Press Release Provided by the State Water Contractors 

On June 28th, the California State Legislature passed the Budget Act for the next fiscal year. As part of the enacted budget, nearly $3 billion has been appropriated to a drought relief package as California faces its driest conditions in decades with about 85% of the state facing extreme drought conditions. 

Consistent with the Administration’s Water Resilience Portfolio and the Governor’s emergency drought proclamations, the state’s spending represents a commitment to meet the immediate and future challenges presented by extended drought and climate change by:

Repairing subsidence damage to California’s State Water Project (SWP) and Central Valley Project (CVP) water delivery infrastructure with a one-time $100 million down payment for this year and a promise of another $100 million next year toward Senator Melissa Hurtado’s SB 559;

Providing access to safe drinking water, building water supply reliability, and funding for sustainable groundwater management;

Providing immediate drought support at local and regional levels;

Enabling improved data collection and forecast improvements; and

Protecting fish and wildlife from drought impacts.

“Droughts don’t come in cycles anymore; they are simply our new normal. Today’s budget is a reflection of that fact. We must continue to invest in California’s State Water Project as the backbone of our economy and the lifeblood of our communities – supporting 2/3 of all Californians statewide,” said Jennifer Pierre, General Manager of the State Water Contractors. “Back in the 1960’s, California visionaries dreamed big when they built the largest state owned and operated water system in the world to support 16 million people. With 27 million Californians relying on that same system today, we need to continue to invest in this multi-billion-dollar asset to ensure it can meet our state’s water needs as we adapt to our new climate reality.”

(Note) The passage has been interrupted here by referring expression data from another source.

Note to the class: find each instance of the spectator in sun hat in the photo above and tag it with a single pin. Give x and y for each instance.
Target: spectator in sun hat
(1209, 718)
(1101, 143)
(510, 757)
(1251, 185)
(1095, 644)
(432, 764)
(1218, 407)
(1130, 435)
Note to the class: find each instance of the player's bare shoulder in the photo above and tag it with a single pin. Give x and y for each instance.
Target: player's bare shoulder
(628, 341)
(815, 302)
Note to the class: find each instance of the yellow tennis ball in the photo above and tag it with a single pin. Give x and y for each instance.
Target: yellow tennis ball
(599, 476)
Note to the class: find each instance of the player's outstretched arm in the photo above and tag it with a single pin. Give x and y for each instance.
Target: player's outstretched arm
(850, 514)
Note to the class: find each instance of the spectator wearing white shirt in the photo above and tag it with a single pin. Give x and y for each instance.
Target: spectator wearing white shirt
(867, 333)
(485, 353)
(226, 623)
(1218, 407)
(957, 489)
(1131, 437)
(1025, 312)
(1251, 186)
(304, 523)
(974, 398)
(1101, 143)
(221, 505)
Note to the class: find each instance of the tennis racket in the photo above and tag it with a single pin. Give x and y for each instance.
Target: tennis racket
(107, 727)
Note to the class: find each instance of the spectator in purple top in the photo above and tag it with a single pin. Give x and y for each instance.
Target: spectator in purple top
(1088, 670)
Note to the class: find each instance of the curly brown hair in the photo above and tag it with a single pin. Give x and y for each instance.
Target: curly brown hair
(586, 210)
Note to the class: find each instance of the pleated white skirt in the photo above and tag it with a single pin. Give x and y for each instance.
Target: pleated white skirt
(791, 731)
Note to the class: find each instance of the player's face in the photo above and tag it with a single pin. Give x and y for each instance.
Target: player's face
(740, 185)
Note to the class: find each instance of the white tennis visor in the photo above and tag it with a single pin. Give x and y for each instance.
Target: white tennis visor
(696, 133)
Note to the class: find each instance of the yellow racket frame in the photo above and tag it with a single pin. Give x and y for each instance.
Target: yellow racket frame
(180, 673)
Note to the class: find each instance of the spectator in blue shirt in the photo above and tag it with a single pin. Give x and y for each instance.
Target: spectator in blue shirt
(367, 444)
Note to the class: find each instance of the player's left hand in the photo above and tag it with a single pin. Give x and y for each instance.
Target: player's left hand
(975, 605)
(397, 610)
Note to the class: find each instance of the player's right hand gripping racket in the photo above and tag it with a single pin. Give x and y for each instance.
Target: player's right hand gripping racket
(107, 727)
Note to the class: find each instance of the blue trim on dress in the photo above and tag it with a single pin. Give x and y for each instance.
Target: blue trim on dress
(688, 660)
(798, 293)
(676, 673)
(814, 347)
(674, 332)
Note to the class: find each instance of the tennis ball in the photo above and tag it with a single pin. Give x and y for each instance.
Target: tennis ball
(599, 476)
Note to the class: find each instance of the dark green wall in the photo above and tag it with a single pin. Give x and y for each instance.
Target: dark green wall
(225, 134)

“Addressing these realities means making smart investments to repair subsidence damage to this outdated infrastructure like SB 559. It means bringing together varied interests to cooperate on the first ever Voluntary Agreements to improve water management. It means continuing to build and expand local sources of water supplies. It means we all have a stake in California, and the investments outlined in this state budget will help ensure clean, affordable water for all, even as the climate changes.”